Understanding that commerce was culturally honored helps correct the colonial narrative that India was 'stagnant' and needed Western 'modernization.' India's commercial decline under colonialism was destruction, not natural evolution.
Living traditions
The Marwari model continues through conglomerates like Aditya Birla Group, Bajaj Group, and newer ventures. In 2024, Zerodha (founded by Marwari entrepreneurs Nithin and Nikhil Kamath) became India's largest stockbroker while charging near-zero fees - modern seva-commerce.

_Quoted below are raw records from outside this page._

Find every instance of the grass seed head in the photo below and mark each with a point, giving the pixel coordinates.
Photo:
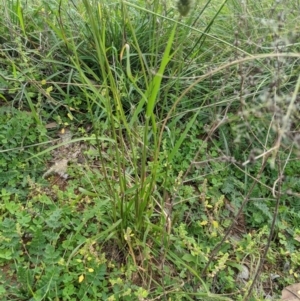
(184, 6)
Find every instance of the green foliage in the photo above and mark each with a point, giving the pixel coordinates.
(179, 120)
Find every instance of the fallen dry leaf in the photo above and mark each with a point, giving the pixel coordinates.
(291, 293)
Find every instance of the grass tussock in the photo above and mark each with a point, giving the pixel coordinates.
(149, 150)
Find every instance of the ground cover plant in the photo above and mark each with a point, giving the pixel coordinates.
(149, 149)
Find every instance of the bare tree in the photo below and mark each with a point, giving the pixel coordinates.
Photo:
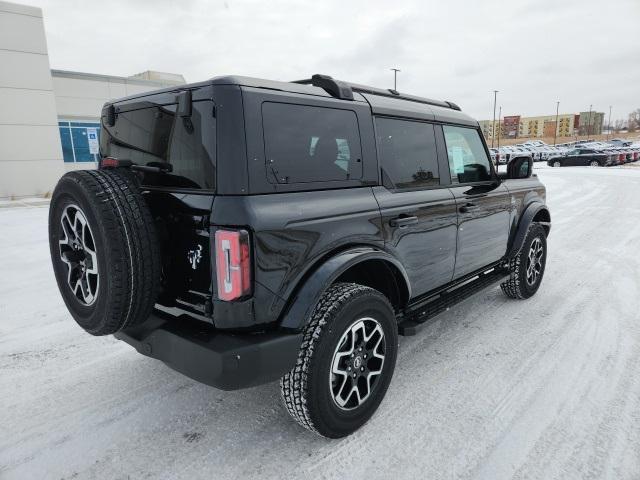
(618, 125)
(634, 120)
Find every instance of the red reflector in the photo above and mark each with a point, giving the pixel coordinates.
(109, 162)
(233, 264)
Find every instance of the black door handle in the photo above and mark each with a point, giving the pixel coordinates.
(467, 207)
(403, 221)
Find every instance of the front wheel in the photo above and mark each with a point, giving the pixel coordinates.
(527, 268)
(346, 361)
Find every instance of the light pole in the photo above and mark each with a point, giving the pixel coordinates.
(395, 78)
(493, 128)
(499, 123)
(555, 133)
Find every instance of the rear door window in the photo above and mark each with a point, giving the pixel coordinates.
(310, 144)
(155, 133)
(468, 160)
(407, 151)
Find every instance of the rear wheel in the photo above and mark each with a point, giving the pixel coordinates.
(104, 250)
(346, 361)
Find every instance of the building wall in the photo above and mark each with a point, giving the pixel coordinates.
(591, 123)
(531, 127)
(30, 152)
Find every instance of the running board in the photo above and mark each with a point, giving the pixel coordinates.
(415, 317)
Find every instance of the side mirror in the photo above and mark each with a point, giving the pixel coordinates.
(184, 104)
(520, 167)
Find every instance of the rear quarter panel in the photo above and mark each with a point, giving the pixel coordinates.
(523, 192)
(292, 233)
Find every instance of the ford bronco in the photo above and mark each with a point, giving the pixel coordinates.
(244, 230)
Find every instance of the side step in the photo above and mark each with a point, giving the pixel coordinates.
(415, 316)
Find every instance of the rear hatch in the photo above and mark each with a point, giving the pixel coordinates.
(175, 132)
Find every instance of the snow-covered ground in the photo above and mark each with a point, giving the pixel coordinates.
(541, 389)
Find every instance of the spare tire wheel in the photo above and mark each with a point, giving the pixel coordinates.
(104, 249)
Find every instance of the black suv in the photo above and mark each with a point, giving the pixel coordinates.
(244, 230)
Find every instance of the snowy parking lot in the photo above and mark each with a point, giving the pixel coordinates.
(495, 388)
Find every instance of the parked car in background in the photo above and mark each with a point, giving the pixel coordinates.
(580, 157)
(620, 142)
(497, 157)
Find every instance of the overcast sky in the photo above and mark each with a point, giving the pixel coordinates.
(579, 52)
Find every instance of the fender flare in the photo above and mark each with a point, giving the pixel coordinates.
(304, 300)
(523, 226)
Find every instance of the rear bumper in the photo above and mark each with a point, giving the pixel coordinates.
(223, 360)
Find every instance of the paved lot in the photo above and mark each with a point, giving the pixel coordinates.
(539, 389)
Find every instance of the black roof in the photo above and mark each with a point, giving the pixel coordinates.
(383, 102)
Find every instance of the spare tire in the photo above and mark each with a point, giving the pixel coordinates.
(104, 249)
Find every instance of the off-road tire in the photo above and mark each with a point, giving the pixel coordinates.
(517, 286)
(126, 244)
(305, 389)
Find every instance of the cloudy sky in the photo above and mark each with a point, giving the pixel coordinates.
(579, 52)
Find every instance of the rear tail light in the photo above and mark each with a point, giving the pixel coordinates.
(107, 162)
(233, 264)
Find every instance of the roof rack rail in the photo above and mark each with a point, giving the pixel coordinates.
(335, 88)
(344, 91)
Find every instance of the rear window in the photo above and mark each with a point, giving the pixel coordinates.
(408, 153)
(310, 144)
(154, 133)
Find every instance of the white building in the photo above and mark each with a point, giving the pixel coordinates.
(48, 116)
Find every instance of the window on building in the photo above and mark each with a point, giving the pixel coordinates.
(80, 141)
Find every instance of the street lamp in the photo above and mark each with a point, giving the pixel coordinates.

- Apprenticeship System: Young family members learn business from childhood, working in shops and learning ethics alongside commerce
- Community Credit Networks: Marwari businesses extend credit within the community based on family reputation, not collateral
- Dharamshala Philanthropy: Successful merchants build rest houses, hospitals, and temples - institutionalized giving as business duty
- Nawalgarh, Shekhawati: Open-air museum of Marwari merchant havelis, decorated with murals depicting traders as honored figures
- Birla Mandir, Delhi/Kolkata/Jaipur: Temples built by Birla family demonstrate merchant philanthropy - industrial wealth returned to community through sacred architecture
- Birla Mandir (Laxmi Narayan Temple): Built by industrialist Jugal Kishore Birla and inaugurated by Mahatma Gandhi in 1939, this temple exemplifies how merchant wealth has traditionally been channeled into creating sacred spaces for all communities.
- Rani Sati Temple: One of the wealthiest temples in India, built and maintained by the Marwari merchant community. Demonstrates the deep integration of merchant identity with religious patronage.
Reflection
- Think of a business you admire. What type of utility does it create (form, place, or time)? How does this utility-creation justify its profits?
- How would you redesign a business you consider 'extractive' to make it genuinely service-oriented while remaining profitable?